In-Place Zero-Space Memory Protection for CNN

Hui Guan,Lin Ning,Zhen Lin,Xipeng Shen,Huiyang Zhou,Seung-Hwan Lim
DOI: https://doi.org/10.48550/arXiv.1910.14479
2019-10-31
Abstract:Convolutional Neural Networks (CNN) are being actively explored for safety-critical applications such as autonomous vehicles and aerospace, where it is essential to ensure the reliability of inference results in the presence of possible memory faults. Traditional methods such as error correction codes (ECC) and Triple Modular Redundancy (TMR) are CNN-oblivious and incur substantial memory overhead and energy cost. This paper introduces in-place zero-space ECC assisted with a new training scheme weight distribution-oriented training. The new method provides the first known zero space cost memory protection for CNNs without compromising the reliability offered by traditional ECC.
Machine Learning
What problem does this paper attempt to address?

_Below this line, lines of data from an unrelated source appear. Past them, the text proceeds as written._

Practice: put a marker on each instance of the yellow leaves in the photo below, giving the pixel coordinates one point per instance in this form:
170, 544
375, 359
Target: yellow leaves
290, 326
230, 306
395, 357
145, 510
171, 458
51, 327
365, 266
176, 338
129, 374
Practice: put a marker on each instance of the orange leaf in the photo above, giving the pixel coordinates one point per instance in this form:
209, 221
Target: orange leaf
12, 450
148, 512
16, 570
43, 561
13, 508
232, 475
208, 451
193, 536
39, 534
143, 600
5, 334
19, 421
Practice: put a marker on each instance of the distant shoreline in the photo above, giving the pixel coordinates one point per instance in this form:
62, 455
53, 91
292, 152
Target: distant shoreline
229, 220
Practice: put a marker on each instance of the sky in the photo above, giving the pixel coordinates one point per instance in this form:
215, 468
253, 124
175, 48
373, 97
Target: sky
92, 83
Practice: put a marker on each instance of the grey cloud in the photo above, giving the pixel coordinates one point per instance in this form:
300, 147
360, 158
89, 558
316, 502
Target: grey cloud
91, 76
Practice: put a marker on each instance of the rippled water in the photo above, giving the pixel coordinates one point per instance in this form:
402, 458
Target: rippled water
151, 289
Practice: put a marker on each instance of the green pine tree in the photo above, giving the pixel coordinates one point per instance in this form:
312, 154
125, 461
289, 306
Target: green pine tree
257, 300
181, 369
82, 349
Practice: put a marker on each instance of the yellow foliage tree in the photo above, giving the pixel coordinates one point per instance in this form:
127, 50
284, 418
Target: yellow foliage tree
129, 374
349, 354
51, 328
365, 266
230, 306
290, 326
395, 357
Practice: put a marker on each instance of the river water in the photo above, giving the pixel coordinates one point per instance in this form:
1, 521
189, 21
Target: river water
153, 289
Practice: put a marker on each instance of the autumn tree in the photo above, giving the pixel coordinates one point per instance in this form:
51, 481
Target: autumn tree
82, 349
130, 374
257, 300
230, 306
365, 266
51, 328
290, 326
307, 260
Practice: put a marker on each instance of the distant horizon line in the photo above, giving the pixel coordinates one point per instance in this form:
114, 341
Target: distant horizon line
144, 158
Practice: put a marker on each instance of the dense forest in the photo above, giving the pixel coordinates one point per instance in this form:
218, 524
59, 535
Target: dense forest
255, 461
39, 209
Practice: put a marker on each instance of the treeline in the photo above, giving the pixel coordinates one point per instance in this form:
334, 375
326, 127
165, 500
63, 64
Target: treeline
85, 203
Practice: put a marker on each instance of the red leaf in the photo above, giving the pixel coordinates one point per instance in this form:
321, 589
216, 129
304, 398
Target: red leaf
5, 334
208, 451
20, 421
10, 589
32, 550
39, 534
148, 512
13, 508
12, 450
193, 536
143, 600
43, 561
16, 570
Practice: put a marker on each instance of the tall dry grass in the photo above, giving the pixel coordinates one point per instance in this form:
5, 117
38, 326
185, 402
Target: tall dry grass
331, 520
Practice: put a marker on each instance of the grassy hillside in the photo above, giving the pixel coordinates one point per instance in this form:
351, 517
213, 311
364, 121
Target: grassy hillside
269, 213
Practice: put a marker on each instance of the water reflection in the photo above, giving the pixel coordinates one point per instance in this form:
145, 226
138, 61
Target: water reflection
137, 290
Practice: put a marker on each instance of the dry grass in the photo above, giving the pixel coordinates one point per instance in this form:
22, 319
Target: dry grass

The problem that this paper attempts to solve is how to improve the tolerance to memory failures and ensure the reliability of inference results without increasing additional space costs when convolutional neural networks (CNNs) are applied to safety - critical fields (such as self - driving vehicles and aerospace). Traditional memory protection methods, such as error - correction code (ECC) and triple - modular redundancy (TMR), can provide certain protection, but they increase a large amount of memory overhead and energy consumption, which is a significant burden for resource - constrained devices (such as mobile devices). Therefore, the paper proposes a new method - in - place zero - space ECC, combined with a new training scheme - Weight Distribution - Oriented Training (WOT), to achieve memory protection with zero - space cost while maintaining the same reliability as traditional ECC. Specifically, the paper solves the problem in the following ways: 1. **Utilize the characteristics of CNN weights**: It is observed that the weights of a well - trained CNN are mostly small values, and the absolute value of most weights is less than 64. This means that if 8 bits are used to represent each weight, in fact, only 7 bits are needed to represent these small values, and the remaining 1 bit can be used for other purposes, such as error correction. 2. **Introduce the WOT training scheme**: Through the WOT training scheme, the distribution of weights is adjusted so that the values in the first 7 positions in each 64 - bit data block fall within the range of [- 64, 63], so that the non - information bits in these 7 positions can be used to store ECC check bits. 3. **Design an in - place ECC protection mechanism**: By embedding ECC check bits into the data, additional space overhead is avoided. This method not only reduces space costs but also maintains the same error - correction ability as traditional ECC. The experimental results show that this method can effectively reduce the impact of memory failures on inference results on different CNN models, and its performance is comparable to that of the traditional ECC method under various failure rate settings, but without additional space overhead. This provides a new solution for improving the reliability and energy efficiency of CNNs in safety - critical applications.